When an external current is applied to the cell, then the flow of the current can be reversed, as will the half-cell processes. The generation of chemicals by electrolysis in an electrolytic cell is known as electrosynthesis. This is particularly useful when trying to encourage a reaction that has a $$+ve\: \Delta G$$.

The electrolytic extraction of metal from ore is called electrowinning, when the metal is purified, it’s called electrorefining and using electrolytic processes to deposit metal on a surface, it’s called electroplating.

Electrolytic methods are involved in the production of nylon that converts acrylonitrile to adiponitrile

$\ce{2(H2C=CH-C#N_{(aq)}) + 2H+_{(aq)} + 2e- -> (H2C-CH2-C#N)2_{(aq)}}$

### Electrowinning of aluminium¶

The electrolyte is molten cryolite ($$\sim1000^\circ C,\:\ce{Na3AIF6}$$) that contains aluminium ore ($$\ce{Al2O3}$$). The reaction is $$\ce{2Al2O3 + 3C -> 4Al + 3CO2}$$ which produces molten aluminium that sinks to the bottom of the tank and can be easily drained off.

### Chloroalkali Process¶

Incredibly useful because it converts brine into commodity products such as $$\ce{Cl2, H2, NaOH, NaClO,}$$ and $$\ce{HCl}$$.

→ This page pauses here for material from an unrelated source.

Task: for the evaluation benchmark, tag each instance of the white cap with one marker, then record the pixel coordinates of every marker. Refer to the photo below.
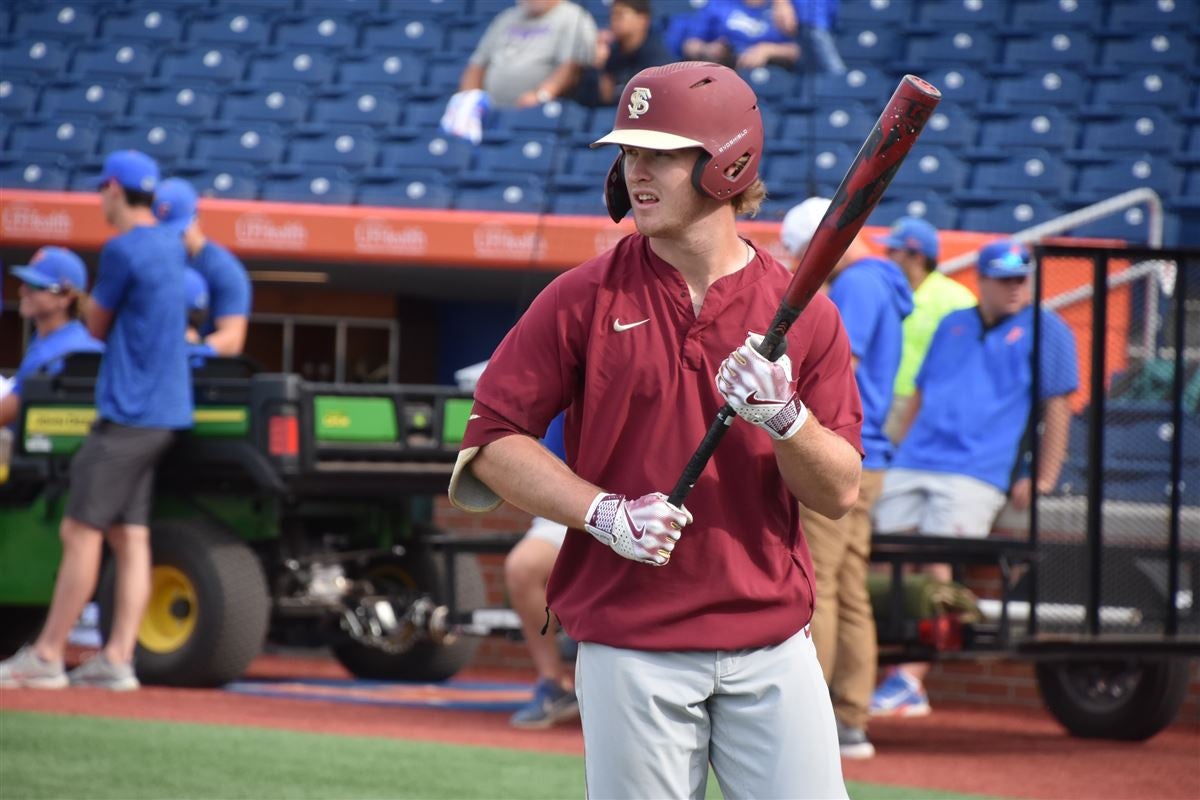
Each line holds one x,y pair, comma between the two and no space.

The brine is concentrated to $$\sim7\:M$$ and the chloride is oxidised to chlorine gas ($$\ce{2Cl- -> Cl2 + 2e-}$$). The $$\ce{Na+}$$ passes through an ion selective membrane, where water is reduced to hydrogen gas and sodium hydroxide:

$\ce{2H2O + 2e- -> H2 + 2OH-}$

The products can be combined and further processed, such as hypochlorite production:

$\ce{Cl2 + 2OH- -> Cl- + ClO- +H2O}$

The Anode ($$+ve$$) is made of titanium metal, and the cathode ($$-ve$$) is made of nickel metal.